3. Think Big, Start Small
Start with the tasks that will quickly showcase results. This will help with both maintaining the momentum and getting buy-in for the program. Identify the ones that are high volume, high frequency, manual, repetitive, with multiple handover points and with low customer touchpoints. Automating such tasks will quickly deliver quantifiable results, such as decreased turnaround, reduced man-hours, increased productivity, reduced errors, etc. Once you have success with initial projects and your automation efforts mature, you can progressively move to the ones with greater customer touchpoints.
4. Identify the Best-Fit Automation
Automation is not one-size-fits-all. Define clear goals — whether cost savings, productivity, or customer responsiveness — and match them with the right automation solution.
- RPA (Robotic Process Automation) is great for task-specific, rule-based functions.
- Workflow automation handles multi-step processes.
- End-to-end platforms support broader transformation initiatives.
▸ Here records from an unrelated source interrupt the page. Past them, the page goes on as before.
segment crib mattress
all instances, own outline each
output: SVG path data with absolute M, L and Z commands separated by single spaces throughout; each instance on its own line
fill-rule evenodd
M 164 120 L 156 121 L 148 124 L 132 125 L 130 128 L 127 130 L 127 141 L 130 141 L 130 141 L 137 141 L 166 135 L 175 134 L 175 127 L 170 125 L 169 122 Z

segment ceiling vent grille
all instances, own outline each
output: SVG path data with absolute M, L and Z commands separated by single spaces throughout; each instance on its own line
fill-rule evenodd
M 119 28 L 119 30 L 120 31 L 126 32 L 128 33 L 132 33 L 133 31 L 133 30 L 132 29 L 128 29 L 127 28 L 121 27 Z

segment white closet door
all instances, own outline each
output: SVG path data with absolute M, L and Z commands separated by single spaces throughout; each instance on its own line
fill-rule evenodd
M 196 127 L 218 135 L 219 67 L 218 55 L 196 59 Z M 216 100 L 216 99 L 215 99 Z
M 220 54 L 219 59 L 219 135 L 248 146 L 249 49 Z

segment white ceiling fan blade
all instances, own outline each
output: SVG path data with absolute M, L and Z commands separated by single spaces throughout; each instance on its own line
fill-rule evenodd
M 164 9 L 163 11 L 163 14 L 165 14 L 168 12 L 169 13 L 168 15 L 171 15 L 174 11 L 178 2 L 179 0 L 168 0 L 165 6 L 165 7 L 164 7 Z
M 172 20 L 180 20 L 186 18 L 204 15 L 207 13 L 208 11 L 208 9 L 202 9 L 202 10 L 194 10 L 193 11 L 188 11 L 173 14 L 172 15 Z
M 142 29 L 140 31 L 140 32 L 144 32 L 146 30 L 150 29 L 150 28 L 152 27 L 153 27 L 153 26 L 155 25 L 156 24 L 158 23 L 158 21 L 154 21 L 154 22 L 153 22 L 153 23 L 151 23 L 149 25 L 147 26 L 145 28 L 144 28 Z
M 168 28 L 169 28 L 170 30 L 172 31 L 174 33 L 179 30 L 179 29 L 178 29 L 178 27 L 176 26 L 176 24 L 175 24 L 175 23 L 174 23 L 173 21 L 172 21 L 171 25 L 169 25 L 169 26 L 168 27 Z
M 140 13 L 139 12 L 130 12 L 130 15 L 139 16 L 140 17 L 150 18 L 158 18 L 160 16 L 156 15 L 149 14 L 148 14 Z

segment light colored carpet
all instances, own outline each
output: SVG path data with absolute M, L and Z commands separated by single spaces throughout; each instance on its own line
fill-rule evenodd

Choose your tool based on whether you need spot-fixes or system-wide change.
5. Build the Right Team
Build a team with diverse capabilities and roles, right from business process analyst, change management expert, automation expert to subject matter expert and security infrastructure technology analyst, to drive end-to-end automation. It is also important to engage the IT team early to understand the current technology stack to avoid any integration challenges at a later project stage. Evaluating the security requirements right at the initial stage is also crucial to prevent efforts from backfiring.
The Global BPM Trends Report 2025 signals an urgent call to action: As automation continues to define modern business strategy, organizations must bridge the gap between expected and execution.
Upskilling, adopting structured methodologies, and aligning strategy with execution will be essential to ensuring that automation efforts deliver real value.